The strength of Australia's mining sector helped it avoid recession
Australia has raised its main interest rate to 3.25% from 3%, becoming the first G20 nation to do so as the global economy begins to recover.
The move by its central bank was not unexpected as the Australian economy was the only one in the developed world to expand in the first half of 2009.
In fact, Australia managed to avoid recession, only seeing its economy contract in the last quarter of 2008.
Its government has helped the economy with major stimulus spending.
It has spent 42bn Australian dollars ($35bn; £21bn) on schemes including cash handouts for pensioners and for low and middle-income families, and a number of infrastructure projects.

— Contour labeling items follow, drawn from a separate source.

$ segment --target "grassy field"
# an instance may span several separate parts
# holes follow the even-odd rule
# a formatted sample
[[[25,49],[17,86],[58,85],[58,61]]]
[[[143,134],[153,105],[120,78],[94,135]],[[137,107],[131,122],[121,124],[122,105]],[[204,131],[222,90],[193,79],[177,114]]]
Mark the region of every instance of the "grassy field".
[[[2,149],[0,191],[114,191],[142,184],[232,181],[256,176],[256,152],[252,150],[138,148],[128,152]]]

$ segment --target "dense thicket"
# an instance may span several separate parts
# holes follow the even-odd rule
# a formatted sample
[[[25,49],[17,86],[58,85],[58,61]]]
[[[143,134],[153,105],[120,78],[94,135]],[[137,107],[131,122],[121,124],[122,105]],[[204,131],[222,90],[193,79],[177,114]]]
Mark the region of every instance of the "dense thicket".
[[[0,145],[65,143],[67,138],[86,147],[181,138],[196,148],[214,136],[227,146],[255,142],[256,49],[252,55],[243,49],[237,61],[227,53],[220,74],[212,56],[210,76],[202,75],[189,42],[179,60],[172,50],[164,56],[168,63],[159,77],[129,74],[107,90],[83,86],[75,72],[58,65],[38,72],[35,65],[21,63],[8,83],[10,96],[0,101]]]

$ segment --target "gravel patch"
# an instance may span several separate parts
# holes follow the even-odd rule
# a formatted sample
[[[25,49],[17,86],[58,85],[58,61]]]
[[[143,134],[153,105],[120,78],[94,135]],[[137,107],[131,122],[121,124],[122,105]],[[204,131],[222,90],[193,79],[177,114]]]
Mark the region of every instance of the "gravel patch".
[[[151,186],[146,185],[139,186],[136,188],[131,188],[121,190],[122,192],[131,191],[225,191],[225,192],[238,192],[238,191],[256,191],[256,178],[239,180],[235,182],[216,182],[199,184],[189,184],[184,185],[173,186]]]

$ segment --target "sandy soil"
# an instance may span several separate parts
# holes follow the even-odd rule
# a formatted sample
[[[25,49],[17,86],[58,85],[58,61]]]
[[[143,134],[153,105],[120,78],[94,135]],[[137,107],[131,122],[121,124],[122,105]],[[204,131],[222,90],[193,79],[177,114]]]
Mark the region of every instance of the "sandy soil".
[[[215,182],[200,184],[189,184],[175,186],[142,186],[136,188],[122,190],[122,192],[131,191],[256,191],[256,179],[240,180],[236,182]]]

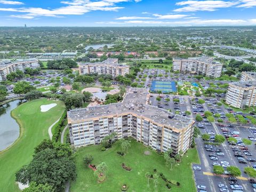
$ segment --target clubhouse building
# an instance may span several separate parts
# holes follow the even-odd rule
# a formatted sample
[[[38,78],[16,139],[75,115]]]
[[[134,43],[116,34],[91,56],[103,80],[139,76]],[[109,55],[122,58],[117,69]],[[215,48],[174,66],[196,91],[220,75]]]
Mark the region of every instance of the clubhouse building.
[[[115,132],[115,139],[131,137],[158,151],[186,151],[195,122],[148,105],[149,98],[148,89],[131,88],[122,102],[68,111],[71,143],[75,147],[100,144]]]
[[[79,63],[80,75],[97,74],[110,74],[113,78],[118,75],[124,76],[129,73],[130,67],[126,65],[118,64],[118,59],[108,58],[101,62]]]
[[[173,59],[173,71],[202,74],[209,77],[219,77],[222,64],[213,62],[211,57],[202,57],[188,59]]]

This helped the economy to grow 0.4% in the first quarter of this year, and by 0.6% in the second, rebounding from the 0.5% contraction between October and December 2008.
By Nick Bryant, Australia correspondent
Australia has been called "the wonder from down under", both for managing to avoid a recession and for the strength of its recovery from the global economic downturn.
The central bank's decision will burnish that reputation, since Australia has now become the first G20 country to increase rates and reverse the worldwide strategy of slashing the cost of borrowing.
Prior to the rise, interest rates had plunged to a 49-year low - an emergency rate designed to deal with an emergency situation.
Though some economists and industry groups had argued that the emergency rate should be left in place to make absolutely sure that the recovery had taken hold, the bank decided that there was a risk of inflation and unsustainable borrowing if it did not act now.
"The Reserve Bank of Australia (RBA) had widely advertised it was near to edging up rates from their extraordinary lows, and now it's done so," said Rory Robertson, interest rate strategist at Macquarie.
"It will be a gradual move from an emergency rate of 3%, to a still-easy 4%."
Mr Robertson added that if the Australian economy continued to expand as expected, rates could return to "a more normal 5%" in the next year or two.
Tuesday's move is the first time the Australian central bank has increased interest rates since March 2008.
The Australian economy has also managed to avoid falling into recession thanks to the strength of its mining sector, which has continued to see strong demand from China for its iron ore and other commodities.
"The Australian economy is outperforming other advanced economies, and I guess many economists will see the decision today as a consequence of economic recovery," said Federal Treasurer Wayne Swan.